LangGraph / Agentic Loop Integration

Agent loops (like LangGraph or CrewAI) generate massive state histories across cyclical nodes. ContextFlow sits natively between the Tool Execution node and the Reasoning LLM node as an interceptor.

def node_context_middleware(state: AgentState):
    """LangGraph node that intercepts the state array to trim fat before LLM processing."""
    pipeline = ContextPipeline(
        sources=[], mode=MinimalMode(), compressor=StandardCompressor(),
        budget=TokenBudget(max_tokens=6000), metrics=MetricsCollector(), provider=MockProvider()
    )
    
    # Overwrite the state with the structurally safe compressed version
    state.messages = pipeline.compressor.compress(state.messages)
    return state

2. How to Extend the Architecture

ContextFlow operates on abstract base classes (docs/INTERFACES.md).

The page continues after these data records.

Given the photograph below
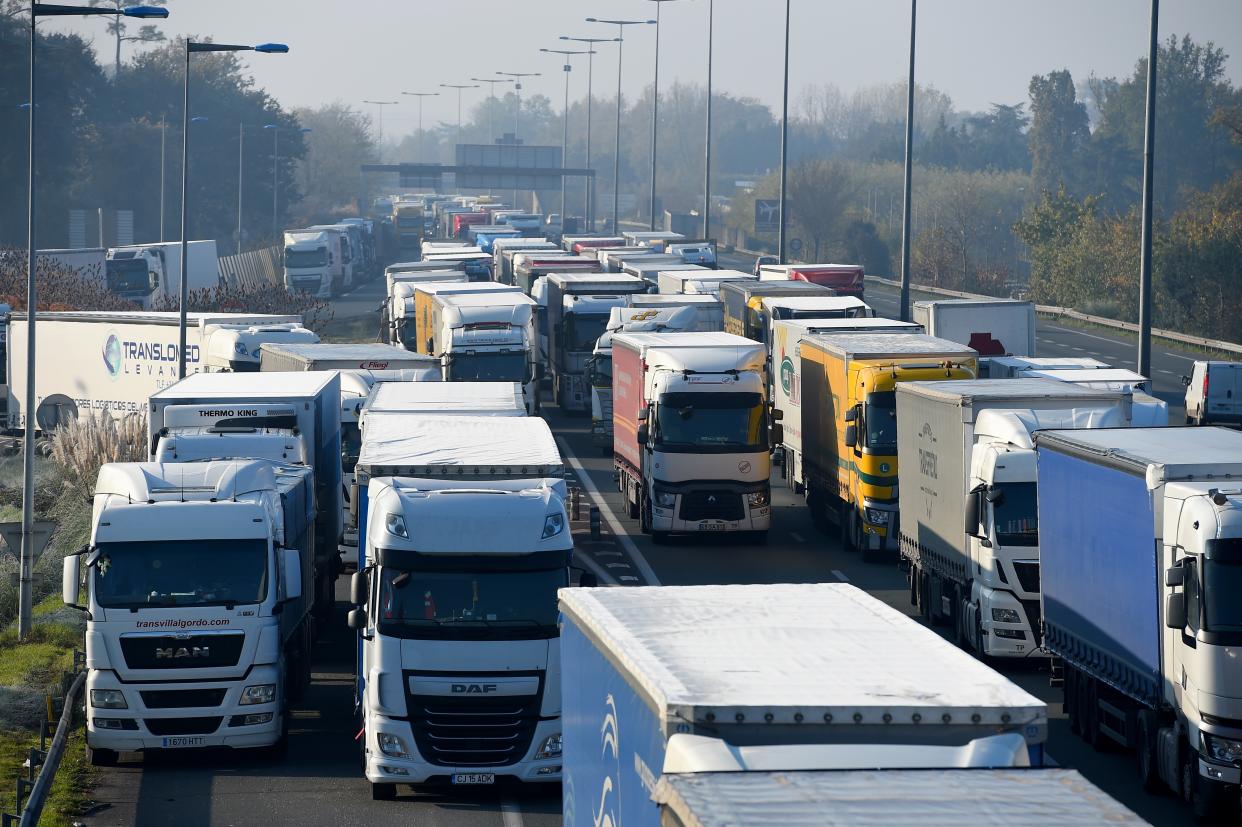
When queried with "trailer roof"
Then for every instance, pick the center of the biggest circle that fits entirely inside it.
(811, 650)
(863, 345)
(1161, 453)
(421, 446)
(969, 391)
(892, 797)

To add custom logic for your specific company or data pipeline, simply inherit from the base classes and inject them into ContextPipeline.

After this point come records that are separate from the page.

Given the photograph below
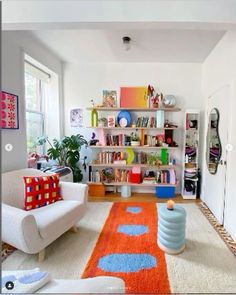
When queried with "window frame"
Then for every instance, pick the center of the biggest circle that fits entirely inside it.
(41, 96)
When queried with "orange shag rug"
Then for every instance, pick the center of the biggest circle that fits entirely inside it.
(127, 248)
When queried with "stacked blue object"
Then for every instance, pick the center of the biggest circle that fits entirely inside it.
(171, 228)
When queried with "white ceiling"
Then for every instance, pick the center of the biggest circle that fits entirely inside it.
(147, 46)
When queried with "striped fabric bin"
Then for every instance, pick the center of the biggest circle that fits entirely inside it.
(171, 229)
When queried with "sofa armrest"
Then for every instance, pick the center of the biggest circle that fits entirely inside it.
(74, 191)
(19, 229)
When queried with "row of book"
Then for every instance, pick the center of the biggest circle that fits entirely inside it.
(118, 140)
(111, 158)
(125, 140)
(149, 122)
(109, 175)
(121, 158)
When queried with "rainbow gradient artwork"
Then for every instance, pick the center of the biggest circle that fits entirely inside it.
(134, 97)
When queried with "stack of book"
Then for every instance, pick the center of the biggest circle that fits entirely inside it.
(146, 122)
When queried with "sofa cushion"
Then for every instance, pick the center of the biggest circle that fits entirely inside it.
(57, 217)
(41, 191)
(13, 186)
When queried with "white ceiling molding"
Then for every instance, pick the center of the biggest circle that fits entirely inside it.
(75, 14)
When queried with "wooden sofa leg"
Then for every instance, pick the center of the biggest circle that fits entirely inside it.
(42, 255)
(74, 229)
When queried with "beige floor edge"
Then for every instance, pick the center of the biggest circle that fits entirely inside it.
(205, 266)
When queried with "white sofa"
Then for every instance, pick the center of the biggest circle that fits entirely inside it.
(32, 231)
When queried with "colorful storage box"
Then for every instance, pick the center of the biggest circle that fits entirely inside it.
(135, 177)
(165, 191)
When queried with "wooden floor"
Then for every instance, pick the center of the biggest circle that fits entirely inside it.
(138, 197)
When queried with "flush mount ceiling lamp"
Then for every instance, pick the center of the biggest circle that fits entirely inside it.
(126, 42)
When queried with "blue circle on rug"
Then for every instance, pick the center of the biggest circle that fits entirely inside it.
(126, 262)
(8, 278)
(135, 210)
(132, 229)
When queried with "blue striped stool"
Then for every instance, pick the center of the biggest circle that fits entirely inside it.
(171, 229)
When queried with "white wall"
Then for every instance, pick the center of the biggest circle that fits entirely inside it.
(219, 69)
(14, 45)
(83, 82)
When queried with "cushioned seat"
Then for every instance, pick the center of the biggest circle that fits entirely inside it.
(53, 218)
(32, 231)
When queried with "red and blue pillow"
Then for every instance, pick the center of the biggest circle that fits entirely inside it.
(41, 191)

A. Extending the ContextSource (Custom Data Loaders)

Need to load memory from a VectorDB or an S3 bucket instead of a local file?

from contextflow.interfaces import ContextSource

class S3DatabaseSource(ContextSource):
    def __init__(self, bucket_name):
        self.bucket = bucket_name
        
    def load(self):
        # Your custom retrieval logic
        data = fetch_from_s3(self.bucket)
        return [{"role": "system", "content": f"Database Document:\n{data}"}]

# Usage
pipeline = ContextPipeline(sources=[S3DatabaseSource("my-bucket")], ...)

B. Extending the Compressor (Custom Stripping Logic)

Are your logs highly proprietary and you only want to compress lines that contain the word "TRACE"?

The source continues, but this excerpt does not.